# Flounder after the storm?



## tips n tails (Mar 2, 2011)

Anybody been out since the storm hit? Thinking about going out here soon to start the learning curve on flounder gigging.


----------



## drifterfisher (Oct 9, 2009)

Unless ya can see through mud,ya might need to wait till next weekend,or even the next one. Water is dirty right now. I'll be going sometime soon if ya want to ride with me.


----------



## tips n tails (Mar 2, 2011)

That sounds good Jared. I ll supply the generator and lights. I work this weekend but I'm off the next weekend if you wanna get together and go.


----------



## drifterfisher (Oct 9, 2009)

Sounds good.


----------



## flounderslayerman (Jun 3, 2011)

The water is pretty good close to the passes. I got 15 Sun night.


----------



## drifterfisher (Oct 9, 2009)

Damn you....


----------



## flounderslayerman (Jun 3, 2011)

I'm one of those that just have to check for myself. The water was good but the wind was blowing 15-20. The ripple was bad and we ran over a bunch of fish.


----------



## flounderslayerman (Jun 3, 2011)

You'll find that limit drift just keep it up. Right now close to the passes is where you're going to find flean water.


----------



## drifterfisher (Oct 9, 2009)

Destin pass area was horrible over the weekend. I'm hoping to get to go sunday or monday night. I went to freeport before the storm and there was less than 1 foot of visibility. This was after driving 75 miles and launching the boat and running about 3 miles to the first spot.dropped my lights and turned them on and was thinking to myself I know I charged the batterys,why is it so dim. I might change tactics and come your way,that 100 dollar license is burning a hole in my wallet.


----------



## tips n tails (Mar 2, 2011)

flounderslayerman said:


> The water is pretty good close to the passes. I got 15 Sun night.
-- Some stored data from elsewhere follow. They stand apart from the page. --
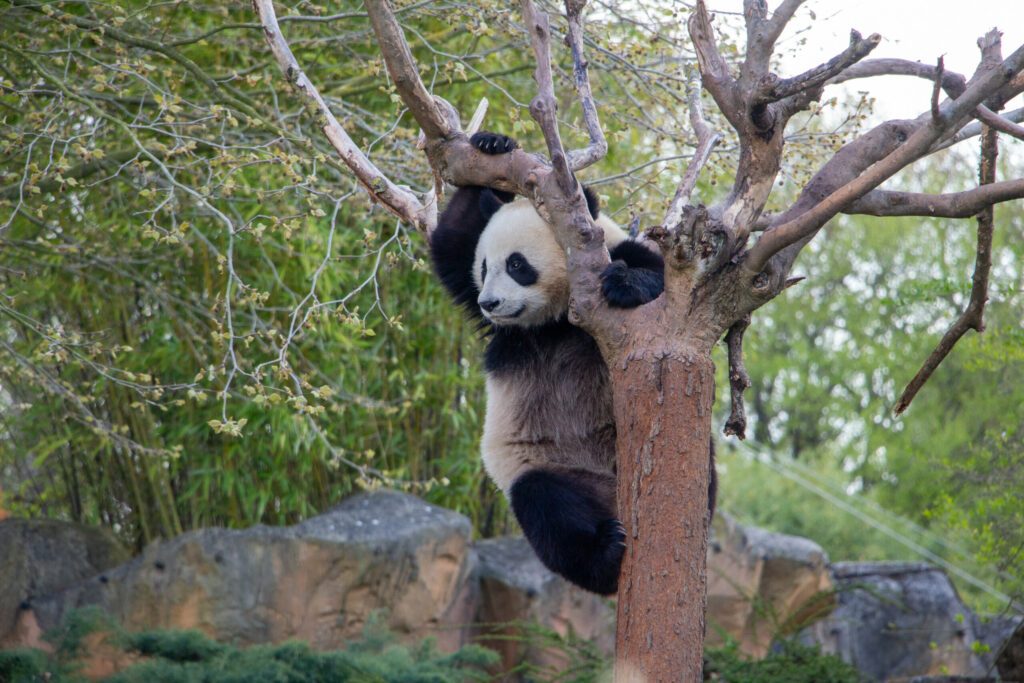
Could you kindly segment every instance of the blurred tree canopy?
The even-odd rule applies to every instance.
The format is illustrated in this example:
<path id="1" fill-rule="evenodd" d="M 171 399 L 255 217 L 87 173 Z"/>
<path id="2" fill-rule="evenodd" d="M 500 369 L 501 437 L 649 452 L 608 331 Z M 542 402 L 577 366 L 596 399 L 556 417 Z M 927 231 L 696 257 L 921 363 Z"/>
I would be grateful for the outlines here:
<path id="1" fill-rule="evenodd" d="M 517 13 L 397 5 L 430 87 L 467 119 L 487 97 L 486 128 L 542 148 Z M 691 152 L 681 11 L 596 2 L 588 17 L 610 150 L 583 179 L 622 224 L 661 215 Z M 428 190 L 361 4 L 279 13 L 353 138 L 389 177 Z M 434 282 L 421 237 L 334 158 L 248 6 L 8 0 L 0 23 L 0 507 L 103 524 L 139 547 L 291 523 L 390 485 L 459 509 L 482 534 L 507 530 L 477 457 L 478 332 Z M 555 58 L 572 144 L 586 134 L 568 55 Z M 792 126 L 783 196 L 870 109 L 865 94 L 837 120 L 834 104 Z M 709 200 L 733 151 L 727 137 L 712 157 Z M 959 188 L 972 164 L 954 151 L 905 184 Z M 903 418 L 896 393 L 969 290 L 966 223 L 836 220 L 798 262 L 808 280 L 758 312 L 748 342 L 756 440 L 963 530 L 1018 576 L 1022 233 L 1019 205 L 997 209 L 988 331 Z"/>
15 is pretty damn good. Do you use a generator for your lights?


----------



## flounderslayerman (Jun 3, 2011)

I do run a generator. I have two 500watt halogens for my side lights and a 400watt Mh for my center light.


----------



## tips n tails (Mar 2, 2011)

ok thanks for sharing, do you just run heavy duty extension cords form the 110 outlets on the generator to the lights? or do you have some surge water protector?


----------



## flounderslayerman (Jun 3, 2011)

12gage cords and the generator has gfci outlets.


----------